Mobility is essential because it prepares the body for the stress we put it through when playing sport or exercising. It is vital for reducing the risk of injuries, improving technique and range of motion. Good mobility is a non-negotiable, whether you want to lift weights or just live a relatively pain free life

So many people go straight to the weights without considering mobilising first. All too often, as an example, I see gym rats jump straight on a bench and start pressing 60kg before doing ANY mobilising. This isn’t macho or impressive, it’s ridiculous and these are the guys who end up with frozen shoulders or stiff necks. Same for squatting and people getting dodgy knees or lower back pain

As well as preventing injury, mobilising will maximise our potential for range of motion and therefore improve our chance of getting stronger and/or producing hypertrophy.

At the very least you should be doing 2-3 basic shoulder movements with bands, a glute warm up and a dynamic lower body routine. Then whatever your exercises are for the day, you perform a few sets of the movement pattern with zero to little weight to prepare the body for the bar path it’s about to resist against.

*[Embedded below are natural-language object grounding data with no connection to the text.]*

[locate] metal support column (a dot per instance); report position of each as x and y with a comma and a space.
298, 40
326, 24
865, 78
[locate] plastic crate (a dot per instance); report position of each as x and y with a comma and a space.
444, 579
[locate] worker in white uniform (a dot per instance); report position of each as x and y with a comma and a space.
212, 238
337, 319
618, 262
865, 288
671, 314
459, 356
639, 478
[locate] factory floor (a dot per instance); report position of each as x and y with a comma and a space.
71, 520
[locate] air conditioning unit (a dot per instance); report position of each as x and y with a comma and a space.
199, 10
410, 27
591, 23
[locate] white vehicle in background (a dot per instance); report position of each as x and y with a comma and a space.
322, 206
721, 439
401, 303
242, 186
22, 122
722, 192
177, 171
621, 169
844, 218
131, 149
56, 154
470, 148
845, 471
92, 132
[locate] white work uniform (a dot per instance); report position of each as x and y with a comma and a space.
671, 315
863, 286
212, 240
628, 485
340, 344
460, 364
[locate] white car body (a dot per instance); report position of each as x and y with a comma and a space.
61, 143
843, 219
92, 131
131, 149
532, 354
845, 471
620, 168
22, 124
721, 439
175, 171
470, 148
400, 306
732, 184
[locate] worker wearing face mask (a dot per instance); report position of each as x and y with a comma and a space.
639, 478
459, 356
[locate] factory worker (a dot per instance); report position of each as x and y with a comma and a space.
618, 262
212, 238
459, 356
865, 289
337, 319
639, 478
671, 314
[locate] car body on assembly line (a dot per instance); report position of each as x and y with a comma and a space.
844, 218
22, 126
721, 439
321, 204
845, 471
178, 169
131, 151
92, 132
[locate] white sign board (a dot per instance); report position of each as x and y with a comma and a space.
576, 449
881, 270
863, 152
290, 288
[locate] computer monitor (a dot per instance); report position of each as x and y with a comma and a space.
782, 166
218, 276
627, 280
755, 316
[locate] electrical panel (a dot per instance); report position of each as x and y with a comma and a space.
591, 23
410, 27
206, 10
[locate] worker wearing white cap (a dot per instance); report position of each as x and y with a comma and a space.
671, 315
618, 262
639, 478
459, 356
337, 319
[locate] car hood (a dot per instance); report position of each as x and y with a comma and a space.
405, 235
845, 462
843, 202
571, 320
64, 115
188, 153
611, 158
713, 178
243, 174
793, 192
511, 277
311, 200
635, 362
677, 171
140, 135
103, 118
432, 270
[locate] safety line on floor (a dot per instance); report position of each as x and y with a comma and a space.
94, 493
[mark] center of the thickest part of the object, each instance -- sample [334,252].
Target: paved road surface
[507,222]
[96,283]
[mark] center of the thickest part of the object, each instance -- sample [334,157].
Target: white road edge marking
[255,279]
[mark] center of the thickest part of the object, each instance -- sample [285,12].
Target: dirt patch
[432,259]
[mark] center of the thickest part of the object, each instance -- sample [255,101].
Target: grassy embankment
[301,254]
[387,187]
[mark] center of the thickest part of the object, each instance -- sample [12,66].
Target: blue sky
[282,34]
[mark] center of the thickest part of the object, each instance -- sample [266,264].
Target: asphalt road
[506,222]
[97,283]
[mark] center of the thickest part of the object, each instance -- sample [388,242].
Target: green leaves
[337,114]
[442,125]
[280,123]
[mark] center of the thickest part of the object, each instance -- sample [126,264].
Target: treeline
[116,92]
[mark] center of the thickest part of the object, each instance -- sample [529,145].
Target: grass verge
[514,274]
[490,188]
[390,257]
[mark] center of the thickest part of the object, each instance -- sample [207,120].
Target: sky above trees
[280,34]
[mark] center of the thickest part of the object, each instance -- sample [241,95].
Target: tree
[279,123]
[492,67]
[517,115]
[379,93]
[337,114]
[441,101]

There are countless mobility tools/movements to do; there are generic ‘covers all bases’ movements that should be incorporated daily, but then there are more specific moves depending on where you struggle for stability or range of motion.

For example, my squat day consists of a 20 minute warm up before ANY weight is on my shoulders.

Best advice is to speak to a recommended coach and build a warm-up routine together.

If you want to get fitter/stronger/healthier, do not neglect mobility. It is all about longevity!